What was it like to complete an online program during an already busy schedule?

  • Dr. Fingeret: I took one or two classes a semester for a couple of years. It was effective and efficient for me because everything I was learning and working toward in the coursework I was applying to my professional life.
  • Crookshank: I did more of an accelerated approach. I’m also the mother of a 3-year-old, so this is my second degree in, what, three and a half years? I was juggling a lot of things full time. Mom. Wife. Student. Employee. Yeah. The funny thing, I don’t know if many people have this experience with a second or graduate degree, but I had the most fun ever. Everything I was learning at UNMC, I was putting into practice in my work, and all the projects that we had helped me enhance stuff that I was already working on. So it wasn’t a chore.
  • Dr. Stade: If it wasn’t for a couple of the peers that went through the program at the same time as me, I’m not sure that I would have kept doing it because we all were working full time and doing really hard things, and a few of us, we’re busy moms that were also juggling home stuff, too. And so that was really fun to have peers all over the country to learn from and learn with. And then just being able to do the work when it worked for me was nice. My kids joked often that my car became my office, and I did a lot of homework during soccer practice or in the parking lot between when I got off work and when the band concert started, or those kinds of things. And so, it was nice to have that capability, to be able to do the work where it fit into my already busy schedule.

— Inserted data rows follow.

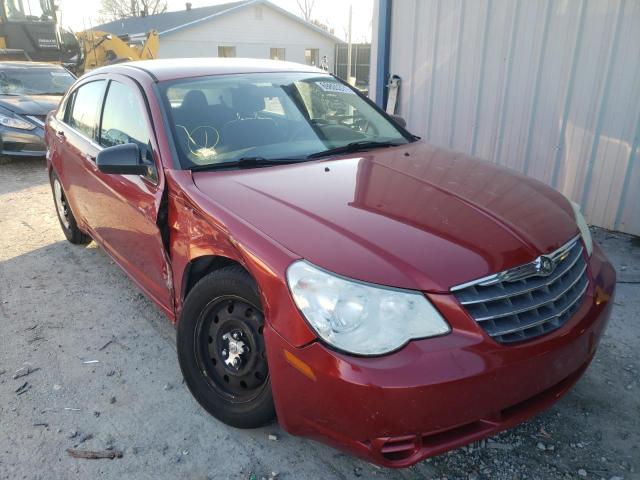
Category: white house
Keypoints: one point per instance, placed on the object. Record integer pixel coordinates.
(250, 28)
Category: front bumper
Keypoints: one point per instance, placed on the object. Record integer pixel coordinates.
(434, 394)
(22, 143)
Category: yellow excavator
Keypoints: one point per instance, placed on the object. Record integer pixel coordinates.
(102, 48)
(29, 30)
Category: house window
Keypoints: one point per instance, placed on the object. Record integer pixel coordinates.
(312, 56)
(277, 54)
(226, 52)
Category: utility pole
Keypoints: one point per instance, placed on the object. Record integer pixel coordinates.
(349, 45)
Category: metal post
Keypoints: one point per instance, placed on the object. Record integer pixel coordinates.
(384, 43)
(349, 46)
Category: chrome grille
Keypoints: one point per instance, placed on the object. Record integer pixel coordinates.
(528, 301)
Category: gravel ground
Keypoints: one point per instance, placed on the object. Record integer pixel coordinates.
(60, 305)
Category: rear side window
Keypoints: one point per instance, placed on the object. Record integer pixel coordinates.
(123, 119)
(86, 107)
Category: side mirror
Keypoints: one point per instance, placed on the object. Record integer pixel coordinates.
(399, 120)
(121, 159)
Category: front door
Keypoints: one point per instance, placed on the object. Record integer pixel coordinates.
(123, 210)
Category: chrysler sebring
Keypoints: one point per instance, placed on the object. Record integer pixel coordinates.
(323, 265)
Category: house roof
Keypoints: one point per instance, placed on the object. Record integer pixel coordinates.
(169, 22)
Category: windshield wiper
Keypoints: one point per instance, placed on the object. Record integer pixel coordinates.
(358, 146)
(246, 162)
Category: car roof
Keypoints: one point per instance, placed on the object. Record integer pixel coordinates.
(175, 68)
(27, 64)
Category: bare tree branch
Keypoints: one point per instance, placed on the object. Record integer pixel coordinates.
(306, 8)
(111, 10)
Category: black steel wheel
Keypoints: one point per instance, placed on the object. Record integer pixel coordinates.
(232, 352)
(221, 348)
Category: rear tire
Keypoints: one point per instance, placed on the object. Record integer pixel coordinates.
(65, 215)
(221, 349)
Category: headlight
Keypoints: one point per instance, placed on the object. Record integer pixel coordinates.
(584, 228)
(15, 123)
(361, 318)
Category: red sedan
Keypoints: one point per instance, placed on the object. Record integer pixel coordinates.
(322, 264)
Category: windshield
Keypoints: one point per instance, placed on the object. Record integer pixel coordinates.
(35, 81)
(225, 118)
(31, 10)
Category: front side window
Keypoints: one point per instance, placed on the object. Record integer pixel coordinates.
(35, 80)
(226, 118)
(86, 107)
(226, 52)
(123, 119)
(277, 54)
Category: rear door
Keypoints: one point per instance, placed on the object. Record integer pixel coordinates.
(123, 210)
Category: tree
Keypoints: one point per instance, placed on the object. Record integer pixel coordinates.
(111, 10)
(306, 8)
(322, 25)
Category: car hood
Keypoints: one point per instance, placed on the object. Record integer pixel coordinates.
(30, 104)
(414, 216)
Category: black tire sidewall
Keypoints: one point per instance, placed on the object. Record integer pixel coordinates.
(224, 282)
(73, 233)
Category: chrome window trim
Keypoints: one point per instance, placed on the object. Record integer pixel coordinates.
(35, 120)
(522, 271)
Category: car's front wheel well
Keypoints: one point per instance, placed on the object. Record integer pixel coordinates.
(200, 267)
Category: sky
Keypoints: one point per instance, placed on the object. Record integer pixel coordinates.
(81, 14)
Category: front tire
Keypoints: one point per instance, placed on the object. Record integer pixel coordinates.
(221, 349)
(65, 215)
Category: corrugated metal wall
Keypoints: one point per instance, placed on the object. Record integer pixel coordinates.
(550, 88)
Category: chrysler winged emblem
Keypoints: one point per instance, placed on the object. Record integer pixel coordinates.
(545, 265)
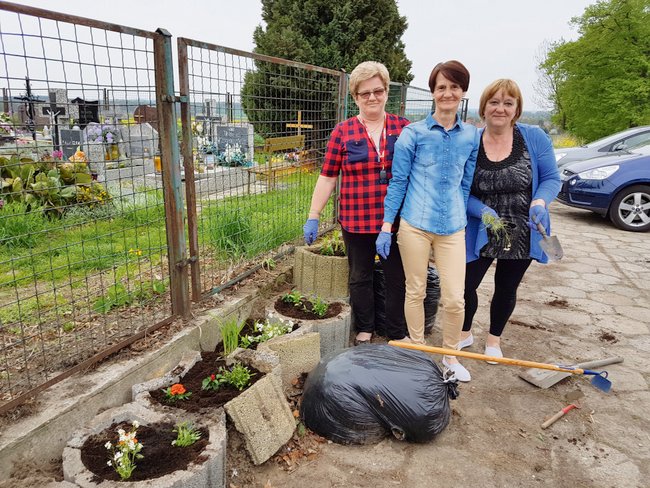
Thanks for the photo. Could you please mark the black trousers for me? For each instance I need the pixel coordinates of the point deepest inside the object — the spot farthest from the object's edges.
(507, 277)
(361, 252)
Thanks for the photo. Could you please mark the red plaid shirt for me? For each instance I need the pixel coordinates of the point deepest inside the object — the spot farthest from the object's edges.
(351, 153)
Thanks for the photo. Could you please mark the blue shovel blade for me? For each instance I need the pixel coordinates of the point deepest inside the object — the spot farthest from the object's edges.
(600, 380)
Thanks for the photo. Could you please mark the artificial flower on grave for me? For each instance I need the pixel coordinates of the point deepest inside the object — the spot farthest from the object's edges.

How did it help you do your job better?

  • Dr. Stade: I think it’s helped me do my job in a lot of ways. One, it helped me dream big and be more creative with the ways that I would do things. I would say I’ve used it a lot in the mentorship aspect, whether that’s with our practitioners, educator students or with our doctoral capstone students that we mentor. You know they’re planning their own learning experience. And, being able to work through the processes of planning a learning experience is very parallel to what we do as instructors when we plan a course and so that has really helped me become a better mentor for our OT students. Being able to critically evaluate my own teaching and to be able to ask myself those “why” questions is always invigorating as an instructor.
  • Crookshank: Since it’s a new program, this is a brand-new dental hygiene program, we’re building it from the ground up, which is unique in itself. Not many people can say they’re doing that. But we’re new; we can’t just start with the old technology and the old ways. This is our opportunity to step it up and show why we’re such a new and innovative program. You know, dream big. But here I am doing it.
  • Dr. Fingeret: So many of the things I worked on and ended up being my portfolio for my master’s program are things that I have since done and taught and have received incredibly positive feedback from the learners. In March of 2020, you may recall, we had to pull most of our learners out of the clinical environment due to COVID. And so, within two weeks, we had to transition from what was supposed to be a live, in-person experiential simulation-based course to a completely online distance learning course, and if I had not had the knowledge, the skills and the contacts that I had made through the HPTT program, that would have been impossible.

2 comments

  1. Laura Jacob says:

    We are thrilled to be the recipients of Vanessa’s brilliance, passion, fortitude and playfulness. A new program is a huge lift and Vanessa is excelling at all levels! I am grateful everyday to be on this journey next to her!

  2. Patricia Kirkegaard says:

    I worked with Vanessa at Central Community College. She is so amazing! I miss her passion and her “techyness’. So happy she is living her dream and excelling.